Arbitrary file overwrites in `node-tar`
Unknown
Vulnerability Details
# Background
I was looking for vulnerabilities in a different tar library, `tar-fs`, and discovered a bug that allowed me to overwrite arbitrary files on the host system using its default extraction method. After reporting the bug to the maintainer of `tar-fs`, Mathias Buus, he realized that `node-tar` was vulnerable to the same attack. However, he found that the npm client is not vulnerable here since the library it uses, `pacote`, [doesn't allow any hardlinks or symlinks](https://github.com/zkat/pacote/blob/latest/lib/extract-stream.js#L41).
# Vulnerability
If a tar file contains a hardlink to an existing file on the filesystem, and then a subsequent regular file with the same name as this hardlink, the contents of the regular file will overwrite the contents of the original file.

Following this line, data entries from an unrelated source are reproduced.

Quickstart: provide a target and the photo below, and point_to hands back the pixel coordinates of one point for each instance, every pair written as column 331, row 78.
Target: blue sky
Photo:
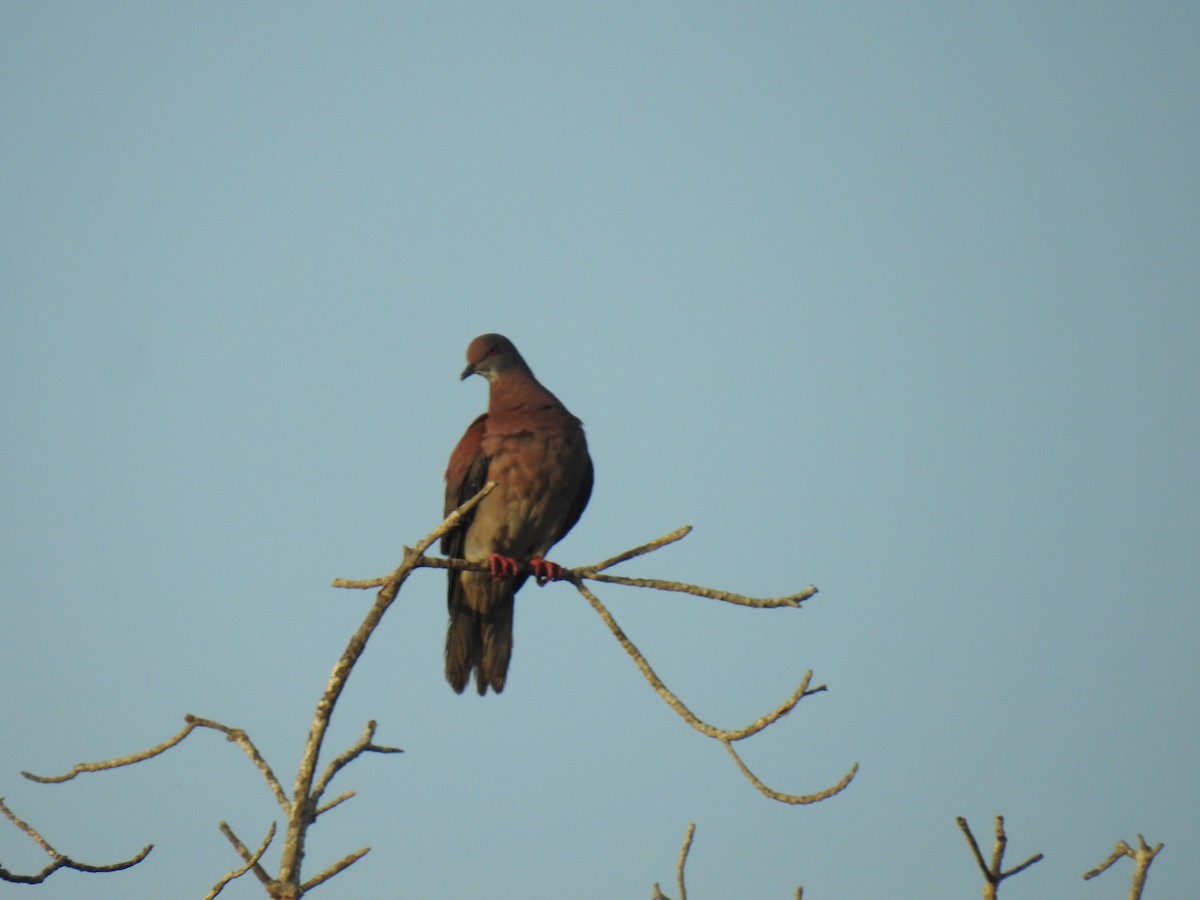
column 899, row 300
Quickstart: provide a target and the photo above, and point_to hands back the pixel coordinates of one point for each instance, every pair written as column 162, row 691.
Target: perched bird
column 535, row 453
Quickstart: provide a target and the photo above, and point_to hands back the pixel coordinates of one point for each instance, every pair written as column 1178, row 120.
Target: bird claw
column 544, row 570
column 502, row 565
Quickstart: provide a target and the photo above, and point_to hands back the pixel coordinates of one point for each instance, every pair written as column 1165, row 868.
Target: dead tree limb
column 1141, row 859
column 726, row 737
column 59, row 861
column 993, row 874
column 251, row 859
column 304, row 805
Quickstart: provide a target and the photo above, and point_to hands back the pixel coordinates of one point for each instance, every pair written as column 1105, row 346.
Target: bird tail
column 479, row 640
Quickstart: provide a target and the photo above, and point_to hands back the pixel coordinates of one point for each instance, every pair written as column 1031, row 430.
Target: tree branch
column 363, row 745
column 1141, row 859
column 593, row 573
column 679, row 867
column 235, row 736
column 60, row 859
column 303, row 810
column 252, row 859
column 993, row 874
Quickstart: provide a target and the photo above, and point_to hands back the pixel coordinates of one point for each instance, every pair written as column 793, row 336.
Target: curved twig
column 415, row 558
column 235, row 736
column 363, row 745
column 593, row 573
column 303, row 810
column 1141, row 859
column 723, row 735
column 60, row 859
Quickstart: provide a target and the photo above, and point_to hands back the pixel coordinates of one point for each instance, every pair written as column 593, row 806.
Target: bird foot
column 502, row 565
column 544, row 570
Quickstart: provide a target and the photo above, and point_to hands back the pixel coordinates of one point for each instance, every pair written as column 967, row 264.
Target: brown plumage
column 535, row 451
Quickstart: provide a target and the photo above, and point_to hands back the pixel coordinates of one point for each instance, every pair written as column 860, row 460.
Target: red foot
column 544, row 570
column 502, row 565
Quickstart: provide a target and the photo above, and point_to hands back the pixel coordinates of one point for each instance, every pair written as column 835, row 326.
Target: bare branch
column 769, row 603
column 792, row 798
column 336, row 802
column 679, row 867
column 235, row 736
column 363, row 745
column 993, row 874
column 252, row 859
column 724, row 736
column 593, row 573
column 648, row 547
column 117, row 762
column 683, row 859
column 1141, row 859
column 346, row 863
column 60, row 859
column 304, row 805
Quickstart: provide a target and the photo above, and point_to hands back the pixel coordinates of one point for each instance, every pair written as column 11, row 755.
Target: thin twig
column 345, row 863
column 725, row 736
column 593, row 573
column 303, row 810
column 1141, row 859
column 993, row 874
column 648, row 547
column 252, row 859
column 235, row 736
column 795, row 799
column 60, row 859
column 117, row 762
column 336, row 802
column 363, row 745
column 683, row 859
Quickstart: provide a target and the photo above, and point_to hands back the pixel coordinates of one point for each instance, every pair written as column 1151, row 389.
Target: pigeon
column 537, row 454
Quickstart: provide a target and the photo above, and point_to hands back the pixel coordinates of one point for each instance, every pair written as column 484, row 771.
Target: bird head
column 491, row 355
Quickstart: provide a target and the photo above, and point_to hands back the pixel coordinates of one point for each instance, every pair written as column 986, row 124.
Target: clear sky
column 895, row 299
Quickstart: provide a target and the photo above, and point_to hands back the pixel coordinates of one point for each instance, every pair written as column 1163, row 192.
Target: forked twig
column 594, row 573
column 252, row 859
column 1141, row 859
column 993, row 874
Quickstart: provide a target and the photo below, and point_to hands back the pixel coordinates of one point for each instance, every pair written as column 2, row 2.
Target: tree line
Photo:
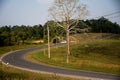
column 16, row 35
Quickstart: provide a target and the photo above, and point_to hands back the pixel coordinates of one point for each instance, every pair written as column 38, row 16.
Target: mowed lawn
column 9, row 73
column 97, row 56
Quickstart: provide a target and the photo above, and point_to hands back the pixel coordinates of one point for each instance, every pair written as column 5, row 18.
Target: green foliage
column 103, row 25
column 18, row 34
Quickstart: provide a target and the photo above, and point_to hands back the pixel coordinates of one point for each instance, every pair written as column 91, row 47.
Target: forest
column 18, row 34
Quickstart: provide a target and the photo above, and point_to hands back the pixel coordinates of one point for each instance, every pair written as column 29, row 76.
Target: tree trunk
column 68, row 46
column 48, row 42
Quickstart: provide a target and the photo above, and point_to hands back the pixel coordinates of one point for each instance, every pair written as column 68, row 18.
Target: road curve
column 17, row 60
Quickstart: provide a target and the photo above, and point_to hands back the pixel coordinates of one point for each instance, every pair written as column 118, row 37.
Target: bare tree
column 48, row 41
column 65, row 11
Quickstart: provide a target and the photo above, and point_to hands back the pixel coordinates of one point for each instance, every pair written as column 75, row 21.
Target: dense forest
column 16, row 35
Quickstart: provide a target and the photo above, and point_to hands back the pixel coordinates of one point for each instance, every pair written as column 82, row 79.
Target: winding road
column 16, row 59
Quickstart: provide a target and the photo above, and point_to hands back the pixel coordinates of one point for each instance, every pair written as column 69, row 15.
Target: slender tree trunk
column 68, row 46
column 48, row 42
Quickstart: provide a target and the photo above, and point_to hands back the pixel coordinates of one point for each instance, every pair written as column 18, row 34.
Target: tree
column 64, row 11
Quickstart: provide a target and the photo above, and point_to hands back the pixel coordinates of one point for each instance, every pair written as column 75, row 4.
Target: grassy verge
column 99, row 56
column 8, row 73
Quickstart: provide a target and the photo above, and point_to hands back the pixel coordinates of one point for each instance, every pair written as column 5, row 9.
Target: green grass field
column 9, row 73
column 98, row 56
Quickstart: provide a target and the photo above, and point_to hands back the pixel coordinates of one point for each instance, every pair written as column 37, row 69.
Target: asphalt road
column 16, row 59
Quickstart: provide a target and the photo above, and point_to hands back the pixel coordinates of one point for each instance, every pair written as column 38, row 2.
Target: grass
column 98, row 56
column 9, row 73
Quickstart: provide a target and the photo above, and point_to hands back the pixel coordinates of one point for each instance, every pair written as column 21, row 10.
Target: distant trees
column 18, row 34
column 103, row 25
column 15, row 35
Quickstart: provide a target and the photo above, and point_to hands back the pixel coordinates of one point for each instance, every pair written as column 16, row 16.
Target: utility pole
column 48, row 41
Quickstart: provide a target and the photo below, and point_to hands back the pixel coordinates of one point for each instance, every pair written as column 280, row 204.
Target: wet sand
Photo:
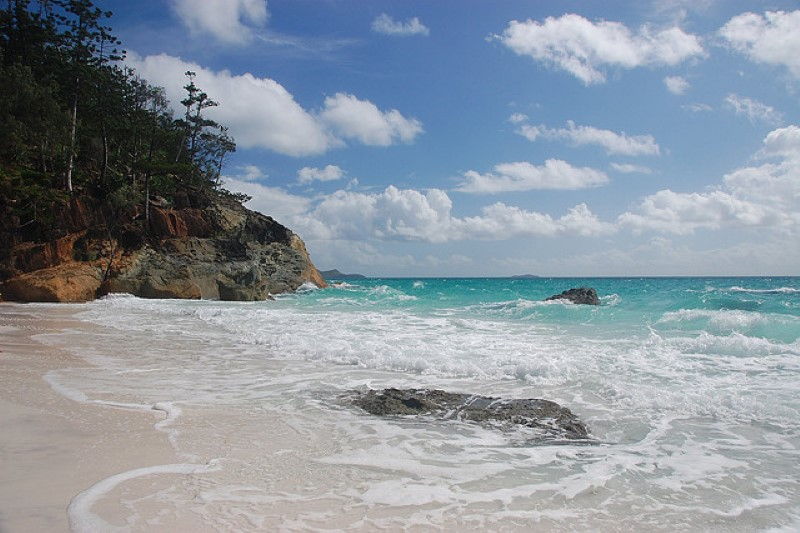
column 52, row 448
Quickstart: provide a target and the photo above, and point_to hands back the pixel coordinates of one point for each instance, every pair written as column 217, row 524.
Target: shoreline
column 56, row 452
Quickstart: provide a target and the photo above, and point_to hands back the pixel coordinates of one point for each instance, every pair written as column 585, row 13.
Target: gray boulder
column 581, row 295
column 552, row 421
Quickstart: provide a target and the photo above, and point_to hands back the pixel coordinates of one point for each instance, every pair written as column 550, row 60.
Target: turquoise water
column 690, row 388
column 766, row 308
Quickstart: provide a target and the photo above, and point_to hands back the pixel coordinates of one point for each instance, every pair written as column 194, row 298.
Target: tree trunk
column 104, row 168
column 74, row 121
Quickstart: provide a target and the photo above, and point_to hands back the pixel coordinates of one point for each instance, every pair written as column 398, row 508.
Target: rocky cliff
column 211, row 249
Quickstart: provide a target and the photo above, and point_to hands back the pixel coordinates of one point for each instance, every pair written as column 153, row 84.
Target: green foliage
column 74, row 119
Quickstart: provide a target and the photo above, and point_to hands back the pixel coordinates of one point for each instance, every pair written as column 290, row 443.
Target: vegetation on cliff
column 103, row 188
column 74, row 121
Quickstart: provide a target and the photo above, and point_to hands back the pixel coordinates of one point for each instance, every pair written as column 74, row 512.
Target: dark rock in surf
column 581, row 295
column 552, row 421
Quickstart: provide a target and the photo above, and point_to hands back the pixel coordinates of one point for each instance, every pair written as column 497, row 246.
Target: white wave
column 611, row 299
column 778, row 290
column 307, row 286
column 79, row 511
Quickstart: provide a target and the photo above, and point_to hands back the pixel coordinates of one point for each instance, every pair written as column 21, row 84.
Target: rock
column 220, row 251
column 581, row 295
column 335, row 274
column 69, row 282
column 551, row 420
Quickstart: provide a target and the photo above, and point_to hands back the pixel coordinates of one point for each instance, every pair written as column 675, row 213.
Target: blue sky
column 493, row 138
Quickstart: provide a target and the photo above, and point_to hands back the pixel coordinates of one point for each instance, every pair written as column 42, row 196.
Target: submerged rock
column 581, row 295
column 549, row 418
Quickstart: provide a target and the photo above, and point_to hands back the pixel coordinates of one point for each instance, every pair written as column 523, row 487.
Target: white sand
column 52, row 448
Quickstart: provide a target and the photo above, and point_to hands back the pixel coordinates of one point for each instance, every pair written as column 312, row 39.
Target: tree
column 90, row 46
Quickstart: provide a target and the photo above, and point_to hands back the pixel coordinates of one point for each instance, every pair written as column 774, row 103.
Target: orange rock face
column 68, row 282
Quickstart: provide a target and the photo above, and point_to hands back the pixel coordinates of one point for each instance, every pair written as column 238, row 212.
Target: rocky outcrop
column 70, row 282
column 220, row 251
column 581, row 295
column 549, row 419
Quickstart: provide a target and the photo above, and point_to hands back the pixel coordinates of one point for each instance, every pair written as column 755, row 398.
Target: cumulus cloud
column 627, row 168
column 329, row 173
column 772, row 38
column 411, row 215
column 261, row 113
column 614, row 143
column 358, row 119
column 229, row 21
column 754, row 110
column 250, row 173
column 676, row 84
column 386, row 25
column 697, row 107
column 582, row 47
column 524, row 176
column 767, row 195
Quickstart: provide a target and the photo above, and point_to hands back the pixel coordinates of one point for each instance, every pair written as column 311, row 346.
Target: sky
column 483, row 138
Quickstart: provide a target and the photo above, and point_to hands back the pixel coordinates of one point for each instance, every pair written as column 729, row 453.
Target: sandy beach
column 53, row 449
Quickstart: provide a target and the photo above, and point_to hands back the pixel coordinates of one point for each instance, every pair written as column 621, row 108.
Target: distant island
column 335, row 274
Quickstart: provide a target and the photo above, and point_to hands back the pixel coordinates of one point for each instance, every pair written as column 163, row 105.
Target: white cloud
column 229, row 21
column 582, row 47
column 766, row 196
column 683, row 213
column 358, row 119
column 753, row 109
column 329, row 173
column 772, row 38
column 250, row 173
column 783, row 142
column 697, row 107
column 524, row 176
column 388, row 26
column 676, row 84
column 627, row 168
column 261, row 113
column 411, row 215
column 614, row 143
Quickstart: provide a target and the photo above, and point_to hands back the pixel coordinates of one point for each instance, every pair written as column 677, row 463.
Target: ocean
column 690, row 388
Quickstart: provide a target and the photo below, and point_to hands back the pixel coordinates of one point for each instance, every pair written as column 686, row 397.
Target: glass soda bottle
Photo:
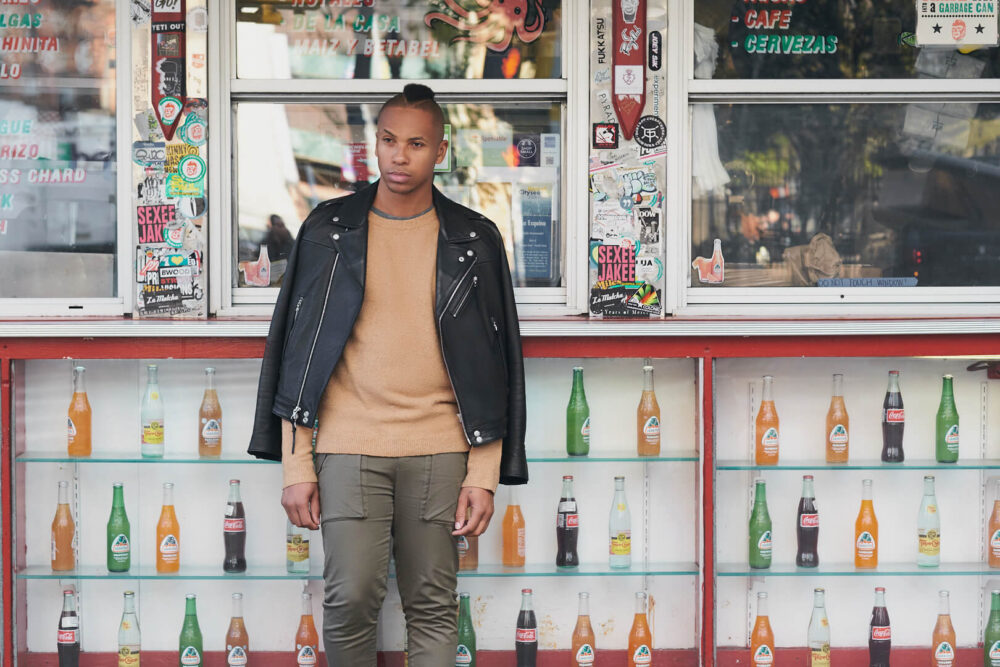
column 866, row 531
column 68, row 636
column 567, row 526
column 210, row 419
column 465, row 653
column 296, row 548
column 761, row 638
column 648, row 417
column 838, row 424
column 526, row 637
column 190, row 639
column 513, row 532
column 152, row 415
column 760, row 529
column 807, row 530
column 129, row 637
column 766, row 430
column 946, row 429
column 63, row 532
column 893, row 420
column 943, row 641
column 306, row 639
column 620, row 528
column 584, row 647
column 78, row 417
column 880, row 633
column 119, row 535
column 237, row 639
column 929, row 527
column 640, row 640
column 168, row 535
column 819, row 632
column 234, row 531
column 578, row 417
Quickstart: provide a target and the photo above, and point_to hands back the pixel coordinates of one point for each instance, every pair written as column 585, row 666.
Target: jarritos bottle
column 838, row 424
column 943, row 639
column 584, row 646
column 761, row 638
column 78, row 418
column 648, row 417
column 766, row 427
column 866, row 531
column 306, row 639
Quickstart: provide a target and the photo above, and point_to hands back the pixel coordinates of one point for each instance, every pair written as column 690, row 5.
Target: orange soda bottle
column 838, row 424
column 513, row 532
column 866, row 531
column 63, row 529
column 766, row 431
column 761, row 639
column 78, row 417
column 168, row 534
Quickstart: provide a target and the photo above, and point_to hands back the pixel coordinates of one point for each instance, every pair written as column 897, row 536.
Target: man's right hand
column 301, row 503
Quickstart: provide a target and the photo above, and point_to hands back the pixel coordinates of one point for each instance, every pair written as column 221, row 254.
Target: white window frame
column 574, row 88
column 685, row 90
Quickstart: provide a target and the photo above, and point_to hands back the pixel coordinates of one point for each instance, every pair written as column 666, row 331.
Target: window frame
column 571, row 91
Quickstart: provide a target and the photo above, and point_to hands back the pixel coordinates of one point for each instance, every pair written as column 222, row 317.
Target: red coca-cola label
column 527, row 635
column 234, row 525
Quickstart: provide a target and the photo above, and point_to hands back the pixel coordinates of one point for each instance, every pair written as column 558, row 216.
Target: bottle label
column 764, row 655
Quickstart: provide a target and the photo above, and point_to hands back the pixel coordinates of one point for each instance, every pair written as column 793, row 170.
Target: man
column 395, row 348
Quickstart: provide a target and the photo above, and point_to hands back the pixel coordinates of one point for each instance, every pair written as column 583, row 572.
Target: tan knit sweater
column 389, row 394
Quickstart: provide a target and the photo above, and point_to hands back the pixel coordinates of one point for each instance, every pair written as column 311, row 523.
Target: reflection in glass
column 399, row 39
column 503, row 161
column 888, row 195
column 57, row 151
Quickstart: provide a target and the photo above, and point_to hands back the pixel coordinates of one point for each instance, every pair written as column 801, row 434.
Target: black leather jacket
column 321, row 297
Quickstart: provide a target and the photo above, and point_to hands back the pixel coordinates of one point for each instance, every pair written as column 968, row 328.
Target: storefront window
column 58, row 229
column 398, row 39
column 503, row 161
column 886, row 195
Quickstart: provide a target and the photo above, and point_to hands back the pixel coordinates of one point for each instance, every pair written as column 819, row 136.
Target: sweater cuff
column 483, row 470
column 296, row 467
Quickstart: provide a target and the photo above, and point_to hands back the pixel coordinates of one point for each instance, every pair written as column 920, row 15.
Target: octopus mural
column 494, row 22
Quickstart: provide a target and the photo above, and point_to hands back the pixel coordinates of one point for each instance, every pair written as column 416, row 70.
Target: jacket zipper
column 312, row 349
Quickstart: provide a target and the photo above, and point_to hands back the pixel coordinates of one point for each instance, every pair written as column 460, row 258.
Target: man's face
column 408, row 144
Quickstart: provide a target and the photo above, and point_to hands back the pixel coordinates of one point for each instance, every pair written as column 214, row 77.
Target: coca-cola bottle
column 879, row 635
column 234, row 531
column 526, row 640
column 807, row 531
column 893, row 418
column 68, row 637
column 567, row 526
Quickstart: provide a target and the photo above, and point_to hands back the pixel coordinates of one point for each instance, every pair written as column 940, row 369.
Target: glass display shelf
column 863, row 464
column 848, row 570
column 278, row 572
column 553, row 456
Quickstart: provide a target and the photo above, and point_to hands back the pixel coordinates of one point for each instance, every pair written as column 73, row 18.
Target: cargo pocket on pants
column 341, row 492
column 444, row 482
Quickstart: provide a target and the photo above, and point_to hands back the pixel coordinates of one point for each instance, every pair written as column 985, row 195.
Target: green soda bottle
column 946, row 436
column 578, row 418
column 991, row 641
column 760, row 529
column 466, row 652
column 119, row 535
column 190, row 642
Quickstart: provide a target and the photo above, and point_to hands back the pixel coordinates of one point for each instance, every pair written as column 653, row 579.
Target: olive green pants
column 365, row 501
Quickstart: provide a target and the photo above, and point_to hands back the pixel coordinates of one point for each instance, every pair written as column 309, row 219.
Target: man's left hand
column 480, row 501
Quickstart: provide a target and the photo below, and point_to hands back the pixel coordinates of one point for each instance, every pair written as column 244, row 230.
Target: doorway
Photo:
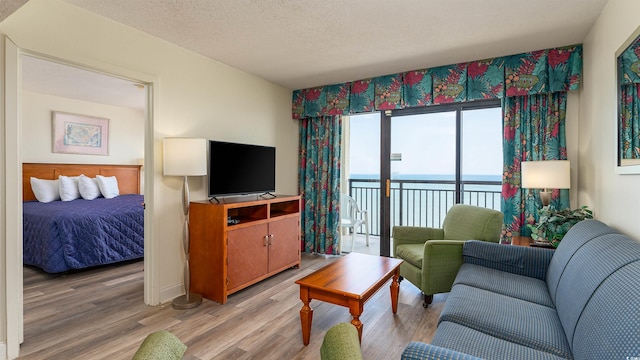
column 49, row 84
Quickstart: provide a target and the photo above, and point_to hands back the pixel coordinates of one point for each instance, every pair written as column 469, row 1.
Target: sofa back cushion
column 575, row 238
column 609, row 327
column 592, row 265
column 466, row 222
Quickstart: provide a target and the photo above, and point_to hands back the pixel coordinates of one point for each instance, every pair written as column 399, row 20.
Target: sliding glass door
column 408, row 167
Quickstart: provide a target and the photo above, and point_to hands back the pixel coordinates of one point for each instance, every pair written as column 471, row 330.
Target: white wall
column 194, row 97
column 126, row 130
column 613, row 197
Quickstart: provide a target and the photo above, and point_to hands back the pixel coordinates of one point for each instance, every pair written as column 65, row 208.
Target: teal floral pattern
column 449, row 83
column 526, row 74
column 534, row 129
column 362, row 96
column 629, row 102
column 319, row 176
column 315, row 102
column 388, row 92
column 565, row 68
column 416, row 88
column 338, row 99
column 298, row 104
column 629, row 141
column 485, row 79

For example, the attached file, `hardlink_exploit.tar.gz`, contains two relevant files. First, a hardlink to `/tmp/overwriteme` called `hardboi/yyy`, and second, a regular file called `hardboi/yyy` containing `oops`.
To demonstrate this vulnerability:
- Make a file called `/tmp/overwriteme` with whatever contents
- Extract the attached tar archive using the following code:
```
tar = require('tar')
tar.x(
{
file: 'hardlink_exploit.tar.gz'
}
).then(_=> { console.log("done") })
```
- Observe the contents of /tmp/overwriteme are now "oops"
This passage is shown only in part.